The Losers, Sylvain White's new spy thriller based on a little-known
comic book series (and starring Jeffrey Dean Morgan, Zoe Saldana, and The Wire's Idris Elba), opened Friday to mixed reviews. Not a mix of good
reviews and bad reviews, mind you, but a slew of reviews that seemed
conflicted about enjoying the film at all. For every word of praise,
there was a hasty qualifier; for every jeer, a grudging acknowledgment
of what the movie does well. In the interest of fairness, The Atlantic
Wire presents a rough sliding scale of compliments and insults.
- 'Gets the Job Done' The Losers probably gets the best reception from Chicago Sun-Times critic emeritus Roger Ebert,
who calls it "a clean, efficient and entertaining thriller" and
affirms, "'The Losers' knows what it's doing and how to do it. Sylvain
White doesn't have a lot of credits but he knows how to direct and not
trip over his own feet."
- Sort of Refreshing in its Shallowness The Chicago Tribune's Michael Phillips
finds a silver lining in White's all-text-no-subtext approach: "For all
its insidious slickness — the deeply saturated, massively bright
imagery comes courtesy of cinematographer Scott Kevan — the film is
easier to take than, say, 'Kick-Ass' or 'V for Vendetta,' both of which
came to the screen saddled with misguided pretentions. No pretentions
- 'Bombastic, Blithely Inchoate' Salon's Gene Seymour
is far from impressed, but can't bring himself to damn the movie
entirely. "'The Losers' struggles to sustain an antic wit that flickers
on and off throughout like a weak fluorescent bulb," he sighs. His
advice? Don't look for deathless filmmaking. Instead, "consider 'The
Losers' a heat-seeking missile aimed directly at your frontal lobes
with nothing on its makers' minds except total distraction."

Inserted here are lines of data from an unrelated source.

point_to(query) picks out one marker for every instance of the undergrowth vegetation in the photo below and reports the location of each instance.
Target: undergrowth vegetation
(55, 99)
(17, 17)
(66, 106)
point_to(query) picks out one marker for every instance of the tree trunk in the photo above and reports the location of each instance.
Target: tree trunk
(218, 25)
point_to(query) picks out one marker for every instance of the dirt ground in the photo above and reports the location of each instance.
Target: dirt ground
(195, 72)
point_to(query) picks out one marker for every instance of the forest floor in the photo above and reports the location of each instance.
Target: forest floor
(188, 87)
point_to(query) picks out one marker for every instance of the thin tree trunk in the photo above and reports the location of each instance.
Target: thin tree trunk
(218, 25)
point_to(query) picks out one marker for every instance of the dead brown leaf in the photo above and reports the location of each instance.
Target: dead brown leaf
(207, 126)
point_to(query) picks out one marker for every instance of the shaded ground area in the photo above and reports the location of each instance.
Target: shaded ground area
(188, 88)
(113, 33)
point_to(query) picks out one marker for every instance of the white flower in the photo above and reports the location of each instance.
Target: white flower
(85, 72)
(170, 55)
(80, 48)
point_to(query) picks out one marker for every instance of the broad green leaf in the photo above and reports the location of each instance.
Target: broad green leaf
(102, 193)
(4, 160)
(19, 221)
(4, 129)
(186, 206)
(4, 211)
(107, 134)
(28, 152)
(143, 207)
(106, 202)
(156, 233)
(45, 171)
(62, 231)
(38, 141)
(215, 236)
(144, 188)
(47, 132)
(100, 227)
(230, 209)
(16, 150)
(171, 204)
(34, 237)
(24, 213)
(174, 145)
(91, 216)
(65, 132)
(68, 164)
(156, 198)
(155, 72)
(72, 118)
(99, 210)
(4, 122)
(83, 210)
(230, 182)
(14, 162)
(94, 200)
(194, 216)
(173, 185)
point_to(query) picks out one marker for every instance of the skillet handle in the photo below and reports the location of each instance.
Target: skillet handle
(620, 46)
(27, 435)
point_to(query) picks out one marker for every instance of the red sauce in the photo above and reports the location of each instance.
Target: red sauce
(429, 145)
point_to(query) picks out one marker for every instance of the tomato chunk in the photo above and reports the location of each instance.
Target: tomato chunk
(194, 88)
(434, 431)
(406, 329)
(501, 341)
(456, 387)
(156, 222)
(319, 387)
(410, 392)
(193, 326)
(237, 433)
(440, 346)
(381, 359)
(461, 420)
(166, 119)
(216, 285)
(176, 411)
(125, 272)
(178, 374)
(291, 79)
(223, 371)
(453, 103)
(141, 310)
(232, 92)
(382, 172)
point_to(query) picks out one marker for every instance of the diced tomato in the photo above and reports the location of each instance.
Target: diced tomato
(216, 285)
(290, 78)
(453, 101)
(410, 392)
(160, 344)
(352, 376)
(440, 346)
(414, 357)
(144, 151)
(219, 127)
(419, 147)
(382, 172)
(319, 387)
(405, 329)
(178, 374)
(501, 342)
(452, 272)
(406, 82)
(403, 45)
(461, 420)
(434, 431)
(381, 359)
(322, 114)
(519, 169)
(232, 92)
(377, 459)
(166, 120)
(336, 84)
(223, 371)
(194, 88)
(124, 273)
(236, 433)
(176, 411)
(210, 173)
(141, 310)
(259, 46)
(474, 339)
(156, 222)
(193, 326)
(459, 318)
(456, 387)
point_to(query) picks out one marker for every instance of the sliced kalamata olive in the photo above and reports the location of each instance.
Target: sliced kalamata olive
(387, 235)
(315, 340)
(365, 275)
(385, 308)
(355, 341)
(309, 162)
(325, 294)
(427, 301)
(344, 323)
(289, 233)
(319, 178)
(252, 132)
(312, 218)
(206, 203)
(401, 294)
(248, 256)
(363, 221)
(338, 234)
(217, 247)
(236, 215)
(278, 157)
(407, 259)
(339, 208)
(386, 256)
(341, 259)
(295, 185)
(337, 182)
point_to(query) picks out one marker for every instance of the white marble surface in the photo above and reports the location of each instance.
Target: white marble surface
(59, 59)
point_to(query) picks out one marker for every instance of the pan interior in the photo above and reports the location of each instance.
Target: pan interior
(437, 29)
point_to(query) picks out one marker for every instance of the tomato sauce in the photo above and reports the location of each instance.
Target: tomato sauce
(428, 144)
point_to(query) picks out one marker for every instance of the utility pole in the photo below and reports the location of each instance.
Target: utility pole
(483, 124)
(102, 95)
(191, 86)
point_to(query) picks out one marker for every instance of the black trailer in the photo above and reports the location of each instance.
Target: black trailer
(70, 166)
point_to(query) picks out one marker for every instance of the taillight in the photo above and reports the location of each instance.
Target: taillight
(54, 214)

- Best Lede of the Week? The Boston Globe's Wesley Morris
offers a thoughtful analysis of the film's eroticization of violence,
but he also serves up an unforgettable metaphor in the review's first
paragraph: "'The Losers' is another plastic thingamabob that's been
hoisted up by one of those carnival claw machines. The amusement it
provides is cheap, disposable, and hardly worth the number of quarters
you fed into the slot in a frenzy not to go home empty-handed."
- 'Douchebags, And Our Ostensible Heroes' The A.V. Club's Scott Tobias
doesn't suffer fools gladly. "There’s nothing wrong with style for its
own sake, but The Losers works so strenuously to be cool at every
moment that it can only be anything but," he writes. "Pitched to
adolescent boys—who are free to enjoy the sanitized violence and sadism
under a PG-13 rating—the film takes the form of an extended trailer
that never stops selling itself. What’s being sold is anyone’s guess."